The space probe Voyager 1 passed close to those currents on March 5, 1979, and observed their magnetic fields. Those fields also affect Jupiter's radio emissions and cause the "signal" which they beam to Earth to rise and fall, depending on the position of Io. More recent observations by the Galileo space probe also suggest that the moon Ganymede has its own magnetic field. Jupiter's magnetosphere at these distances rotates with the planet, and as it moves past Ganymede, that moon apparently carves out it it its own small magnetosphere.

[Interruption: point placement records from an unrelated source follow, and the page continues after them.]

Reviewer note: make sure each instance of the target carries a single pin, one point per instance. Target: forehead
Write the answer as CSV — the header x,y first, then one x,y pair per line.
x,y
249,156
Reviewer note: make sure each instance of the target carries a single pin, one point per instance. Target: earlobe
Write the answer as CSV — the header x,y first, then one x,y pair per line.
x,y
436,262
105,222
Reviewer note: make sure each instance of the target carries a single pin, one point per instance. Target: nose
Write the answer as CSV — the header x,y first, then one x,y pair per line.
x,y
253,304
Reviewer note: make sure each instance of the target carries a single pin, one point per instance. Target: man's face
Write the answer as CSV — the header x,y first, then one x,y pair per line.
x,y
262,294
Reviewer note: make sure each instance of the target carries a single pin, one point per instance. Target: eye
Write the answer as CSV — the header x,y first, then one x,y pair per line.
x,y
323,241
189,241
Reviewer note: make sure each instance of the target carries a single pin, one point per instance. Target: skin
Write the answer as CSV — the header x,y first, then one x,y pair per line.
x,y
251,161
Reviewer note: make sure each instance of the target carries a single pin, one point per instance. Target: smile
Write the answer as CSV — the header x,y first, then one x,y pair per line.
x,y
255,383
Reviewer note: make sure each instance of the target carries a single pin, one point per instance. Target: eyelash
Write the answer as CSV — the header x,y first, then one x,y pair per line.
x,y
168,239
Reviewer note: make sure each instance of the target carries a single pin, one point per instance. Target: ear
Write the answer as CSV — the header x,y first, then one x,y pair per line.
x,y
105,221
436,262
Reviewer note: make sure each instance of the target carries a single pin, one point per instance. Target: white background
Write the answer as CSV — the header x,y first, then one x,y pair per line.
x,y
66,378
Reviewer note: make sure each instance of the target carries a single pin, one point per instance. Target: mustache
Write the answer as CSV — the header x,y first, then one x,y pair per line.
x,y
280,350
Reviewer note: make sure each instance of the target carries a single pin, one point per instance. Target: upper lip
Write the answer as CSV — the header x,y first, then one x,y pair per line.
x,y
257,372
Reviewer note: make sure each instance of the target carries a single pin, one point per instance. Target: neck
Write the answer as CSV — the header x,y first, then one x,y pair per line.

Other PlanetsAll four giant planets--Jupiter, Saturn, Uranus and Neptune--were visited by Voyager 2. (The first two were also visited by Pioneer 10 and 11 and by Voyager 1, and the probe Ulysses flew by Jupiter, while the probe Galileo is currently in orbit around it.) All four have magnetic fields much stronger than the Earth's, in the sense defined above for Jupiter. Saturn's magnetic axis, remarkably, seems to be exactly lined up with its rotation axis, within the accuracy of observations.The magnetic axes of Uranus and Neptune, on the other hand, are inclined by about 60° to their rotation axes. The shape and properties of a planetary magnetosphere depends on the angle between the flow of the solar wind (i.e. the direction from the Sun) and the magnetic axis, and for those two planets, that angle is rapidly changing all the time. As a result, their magnetospheres undergo wild variations during each rotation, although both manage to contain trapped particles. The origin of all those field is unknown: Saturn is big enough to produce metallic hydrogen in its core, but Uranus and Neptune are not. The planet Venus was visited by Mariner 10 in 1974, which continued from there to Mercury. Venus was found to be unmagnetized: the solar wind is only stopped by its upper atmosphere, the ionosphere, creating a completely different type of magnetosphere, more like a comet's tail. On the other hand, tiny Mercury--an airless rock only moderately bigger than our Moon, rotating very slowly--surprised observers by being magnetized. Its magnetic field is weak and probably does not extend far enough to trap many particles, but as the spacecraft passed through its nightside tail, it observed a sudden spasm in which particles were apparently energized. To learn more about all this, NASA has scheduled the "Messenger" mission to fly to Mercury and orbit it. Mars and the Moon have permanently magnetized patches of rock on their surfaces, suggesting that even if they now lack a dynamo field, at some time in the past they possessed one. That would agree with the giant volcanoes (apparently extinct) observed on Mars, which suggest a hot interior.
Planetary magnetic fields thus seem to be the rule, not the exception, at least in our solar system. About a thousand years have passed since the discovery of the magnetic compass gave the first hint of such fields. As their study enters its second millennium, it faces more unanswered questions than ever before.